The famous Cuban singer also stopped by Cristina Kirchner’s apartment. Silvio Rodriguez; the owner of Grandmothers, Carlotto’s Stele; the liberal Carlos Maslaton and the reference on the left Myriam Bregman. But the former president is still waiting for a visit that is considered key for the future of Peronism: that of Kicillof. “Axel is one of the few people with whom he always had a good dialogue, he even called him Axelito”they slipped into La Cámpora.

From there they added: “He has to give the initial kick to go see her”. Among the leaders who remain loyal to Cristina, despite the fact that a year has passed since the sentence and they had little contact with her, they highlight that His name appears among the most valued politicians in the country –along with Milei, Patricia Bullrich, Kicillof and Bregman- and they complain about the treatment meted out to them by Justice: “The anklet, as a human being, denigrates her”they emphasize.
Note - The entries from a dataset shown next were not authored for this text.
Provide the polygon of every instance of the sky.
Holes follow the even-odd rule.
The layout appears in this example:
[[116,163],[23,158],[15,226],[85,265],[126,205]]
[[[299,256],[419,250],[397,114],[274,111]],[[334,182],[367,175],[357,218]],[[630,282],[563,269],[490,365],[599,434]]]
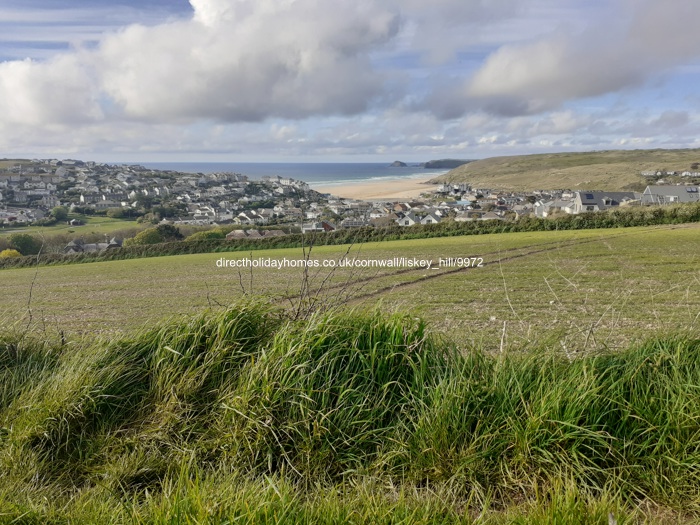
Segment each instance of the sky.
[[700,147],[700,2],[3,0],[0,157]]

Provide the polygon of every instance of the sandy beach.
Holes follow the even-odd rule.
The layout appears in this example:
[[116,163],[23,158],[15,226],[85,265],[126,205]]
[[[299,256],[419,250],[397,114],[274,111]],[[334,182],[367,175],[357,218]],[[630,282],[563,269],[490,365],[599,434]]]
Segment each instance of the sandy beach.
[[412,199],[419,197],[421,193],[432,191],[434,184],[427,181],[437,177],[434,173],[420,178],[396,178],[382,181],[358,182],[348,184],[333,184],[329,186],[315,186],[311,189],[321,193],[330,193],[336,197],[346,197],[361,200],[396,200]]

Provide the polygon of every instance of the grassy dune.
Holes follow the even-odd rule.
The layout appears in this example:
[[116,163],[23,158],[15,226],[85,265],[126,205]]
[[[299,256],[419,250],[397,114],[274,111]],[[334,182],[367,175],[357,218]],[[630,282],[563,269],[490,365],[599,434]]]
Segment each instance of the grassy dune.
[[29,164],[29,159],[0,159],[0,169],[7,169],[17,164]]
[[0,523],[618,523],[700,514],[700,340],[456,351],[259,301],[0,340]]
[[637,190],[642,171],[689,170],[700,150],[613,150],[492,157],[470,162],[434,179],[468,182],[475,187],[533,189]]

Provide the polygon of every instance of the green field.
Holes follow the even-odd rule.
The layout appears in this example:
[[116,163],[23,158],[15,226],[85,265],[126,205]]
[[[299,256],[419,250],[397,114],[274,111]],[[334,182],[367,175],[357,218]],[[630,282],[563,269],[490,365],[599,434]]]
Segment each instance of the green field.
[[23,326],[31,313],[35,329],[111,334],[245,294],[292,307],[308,282],[322,289],[324,308],[381,303],[488,350],[616,348],[659,331],[697,330],[699,234],[699,225],[514,233],[364,244],[347,255],[348,247],[324,246],[311,258],[482,257],[484,266],[319,268],[306,281],[300,269],[216,266],[221,257],[300,259],[300,249],[3,270],[0,318]]
[[71,237],[88,235],[110,235],[119,230],[132,228],[145,228],[136,221],[124,219],[111,219],[109,217],[85,217],[83,215],[71,214],[71,219],[78,218],[85,222],[80,226],[70,226],[69,224],[56,224],[54,226],[24,226],[19,228],[0,228],[0,237],[8,237],[13,233],[23,232],[32,235],[44,235],[46,237],[60,234],[69,234]]
[[0,524],[697,523],[699,235],[2,270]]

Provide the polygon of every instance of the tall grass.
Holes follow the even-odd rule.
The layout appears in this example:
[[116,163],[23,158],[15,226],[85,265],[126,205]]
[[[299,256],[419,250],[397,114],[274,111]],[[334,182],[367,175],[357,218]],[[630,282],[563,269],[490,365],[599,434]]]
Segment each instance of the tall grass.
[[0,379],[0,523],[700,511],[698,339],[493,356],[407,315],[251,302],[115,341],[6,336]]

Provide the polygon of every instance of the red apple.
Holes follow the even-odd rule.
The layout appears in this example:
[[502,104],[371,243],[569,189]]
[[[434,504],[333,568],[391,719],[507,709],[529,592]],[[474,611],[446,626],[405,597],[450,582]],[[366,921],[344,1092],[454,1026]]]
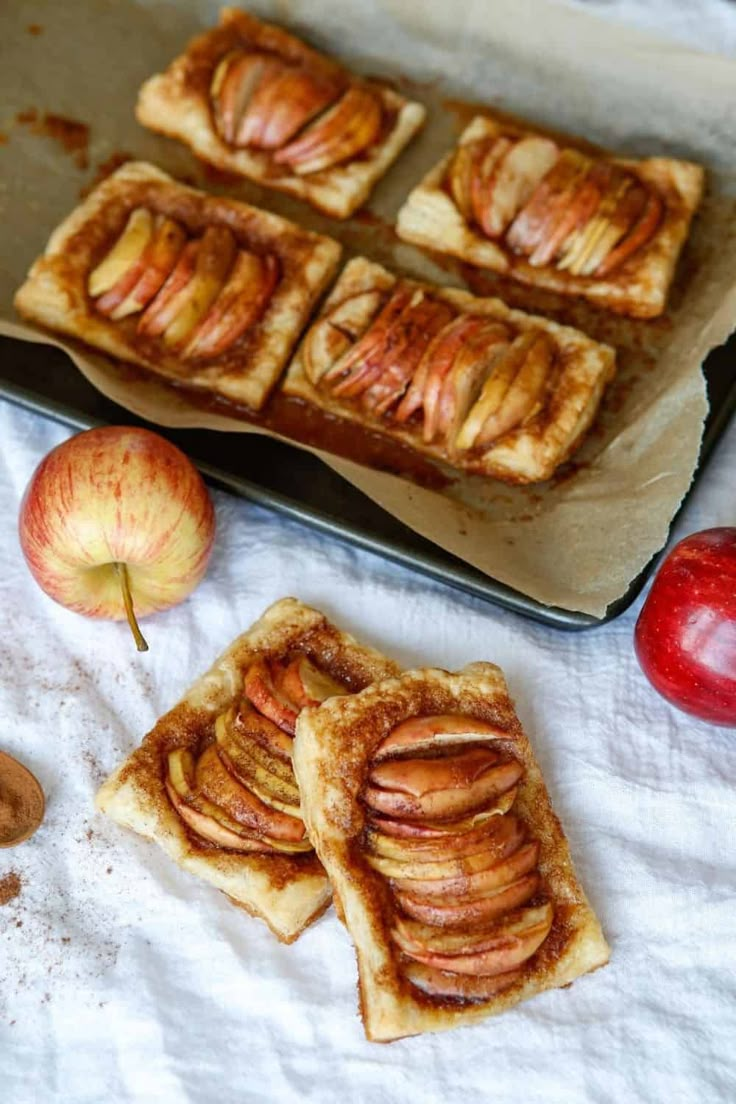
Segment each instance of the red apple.
[[204,575],[215,515],[194,465],[146,429],[105,426],[41,461],[20,509],[20,543],[42,590],[88,617],[136,623],[181,602]]
[[635,647],[652,686],[678,709],[736,725],[736,528],[675,545],[639,615]]

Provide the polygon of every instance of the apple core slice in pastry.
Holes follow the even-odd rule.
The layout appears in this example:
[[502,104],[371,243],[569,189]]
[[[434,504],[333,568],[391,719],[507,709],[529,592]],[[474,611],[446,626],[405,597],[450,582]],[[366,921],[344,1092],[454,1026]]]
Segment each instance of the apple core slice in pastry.
[[97,807],[291,942],[327,907],[330,886],[306,834],[285,714],[260,711],[268,697],[252,672],[264,670],[267,694],[297,716],[289,686],[317,702],[397,668],[285,598],[157,722],[105,782]]
[[[369,1039],[473,1022],[608,960],[493,664],[409,671],[303,710],[294,768]],[[386,828],[430,817],[430,835]]]

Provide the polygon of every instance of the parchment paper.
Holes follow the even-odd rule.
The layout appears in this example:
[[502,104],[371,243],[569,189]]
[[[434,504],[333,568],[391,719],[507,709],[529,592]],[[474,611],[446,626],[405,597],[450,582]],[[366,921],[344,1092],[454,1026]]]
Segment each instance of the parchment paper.
[[[343,224],[255,185],[218,183],[184,147],[135,122],[140,84],[216,21],[217,6],[205,0],[3,6],[0,332],[50,340],[19,324],[13,292],[80,190],[122,153],[332,234],[345,244],[346,257],[364,252],[409,274],[455,284],[462,283],[459,269],[438,267],[387,228],[465,121],[448,99],[495,104],[622,153],[703,161],[709,194],[663,319],[617,320],[547,293],[488,282],[514,305],[577,324],[619,349],[619,376],[598,425],[561,477],[519,489],[459,478],[438,493],[317,452],[396,517],[488,575],[549,605],[603,614],[666,539],[700,445],[706,412],[700,365],[736,323],[736,63],[543,0],[252,4],[256,14],[356,68],[393,77],[430,109],[425,133],[374,193],[370,209],[380,221]],[[86,124],[88,145],[82,140],[76,151],[65,149],[28,120],[31,109]],[[155,423],[263,432],[205,412],[156,380],[132,382],[126,369],[71,343],[56,343],[107,396]]]

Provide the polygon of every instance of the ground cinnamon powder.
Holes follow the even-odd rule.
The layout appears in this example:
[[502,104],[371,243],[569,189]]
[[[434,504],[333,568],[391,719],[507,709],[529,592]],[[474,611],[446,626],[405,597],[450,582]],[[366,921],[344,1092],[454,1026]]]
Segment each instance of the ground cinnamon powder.
[[19,895],[23,883],[20,875],[11,870],[0,878],[0,905],[8,905]]
[[0,845],[11,844],[43,816],[43,794],[25,767],[0,756]]

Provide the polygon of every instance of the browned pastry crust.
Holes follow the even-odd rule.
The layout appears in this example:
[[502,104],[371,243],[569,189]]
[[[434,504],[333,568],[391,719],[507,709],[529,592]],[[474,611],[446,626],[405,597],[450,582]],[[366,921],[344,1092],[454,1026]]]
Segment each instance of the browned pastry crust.
[[[352,160],[299,176],[274,161],[270,152],[238,148],[225,142],[215,126],[210,85],[218,63],[235,50],[257,50],[317,74],[344,87],[371,90],[380,100],[383,124],[378,139]],[[280,27],[263,23],[237,8],[223,8],[218,27],[189,43],[164,73],[143,85],[136,114],[152,130],[185,142],[204,161],[305,199],[334,218],[347,218],[422,126],[425,109],[388,85],[359,80],[337,62],[313,50]]]
[[284,598],[220,656],[108,778],[96,804],[119,824],[155,840],[184,870],[221,889],[291,943],[327,908],[330,885],[313,852],[301,855],[226,851],[188,831],[167,797],[165,759],[177,748],[199,751],[215,719],[243,693],[257,658],[303,653],[350,689],[395,673],[396,664],[330,624],[324,614]]
[[[408,718],[448,713],[497,726],[506,733],[503,743],[523,763],[515,808],[541,844],[539,871],[544,894],[554,905],[552,929],[522,976],[480,1002],[430,997],[405,979],[389,937],[395,906],[385,879],[363,851],[366,809],[360,793],[375,749]],[[498,667],[475,663],[456,674],[409,671],[353,697],[306,709],[297,723],[294,765],[310,839],[355,943],[360,1010],[369,1039],[388,1042],[483,1019],[545,989],[566,986],[608,961],[608,946],[575,875],[567,840]]]
[[[166,215],[189,235],[226,227],[239,247],[276,258],[279,279],[260,319],[214,358],[187,359],[138,332],[139,315],[113,321],[95,308],[88,277],[121,234],[131,212]],[[51,235],[15,296],[31,322],[70,334],[103,352],[259,409],[275,386],[318,296],[337,266],[340,246],[257,207],[205,195],[144,162],[109,176]]]
[[508,483],[534,483],[548,479],[577,448],[598,410],[606,385],[615,372],[615,352],[593,341],[579,330],[560,326],[547,318],[507,307],[500,299],[477,298],[455,288],[438,288],[416,281],[408,286],[423,288],[435,300],[448,304],[458,314],[481,315],[508,325],[512,332],[542,331],[555,348],[555,375],[544,405],[532,417],[498,437],[487,447],[467,452],[448,451],[445,443],[426,443],[416,419],[399,424],[389,412],[376,416],[360,401],[335,397],[320,382],[314,386],[306,369],[310,335],[320,319],[337,305],[359,293],[377,289],[390,292],[398,277],[364,257],[349,261],[326,299],[319,318],[299,346],[282,384],[283,390],[313,403],[341,418],[379,429],[429,456],[447,461],[464,471],[494,476]]
[[[532,127],[510,124],[487,112],[476,116],[466,127],[456,149],[485,138],[508,136],[515,140],[536,133]],[[566,145],[574,149],[575,140],[566,140]],[[620,314],[654,318],[662,313],[680,250],[702,196],[702,166],[666,157],[640,161],[602,159],[638,177],[663,201],[664,213],[648,242],[609,275],[575,276],[552,264],[533,266],[525,256],[505,246],[503,240],[492,240],[475,224],[470,224],[447,184],[454,156],[455,151],[451,151],[409,194],[398,215],[399,237],[450,253],[479,268],[492,269],[533,287],[581,296]]]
In a recent report, Kirchnerism maintained that “more than half of the people detained for crimes against humanity “In our country they do not use electronic anklets and they receive unrestricted visits in their homes,” which they compare with Cristina’s more restricted current situation. That is why today they will make a “symbolic hug” to Saint Joseph 1111 and on June 20 they call for an event in Parque Lezama, where the main speaker could be Maximo Kirchner.
The son of the former president and Kicillof represent, despite themselves, the impossible succession dilemma. The deputy could be the clearest representative of the space in case of breaking ground with axelism, but he would not be a competitive candidate. In turn, the governor faces the ghost of Alberto Fernández and exposes oneself to a demonstrably harmful disapproval. The future of the main opposition party depends, paradoxically, on someone who cannot decide his own freely.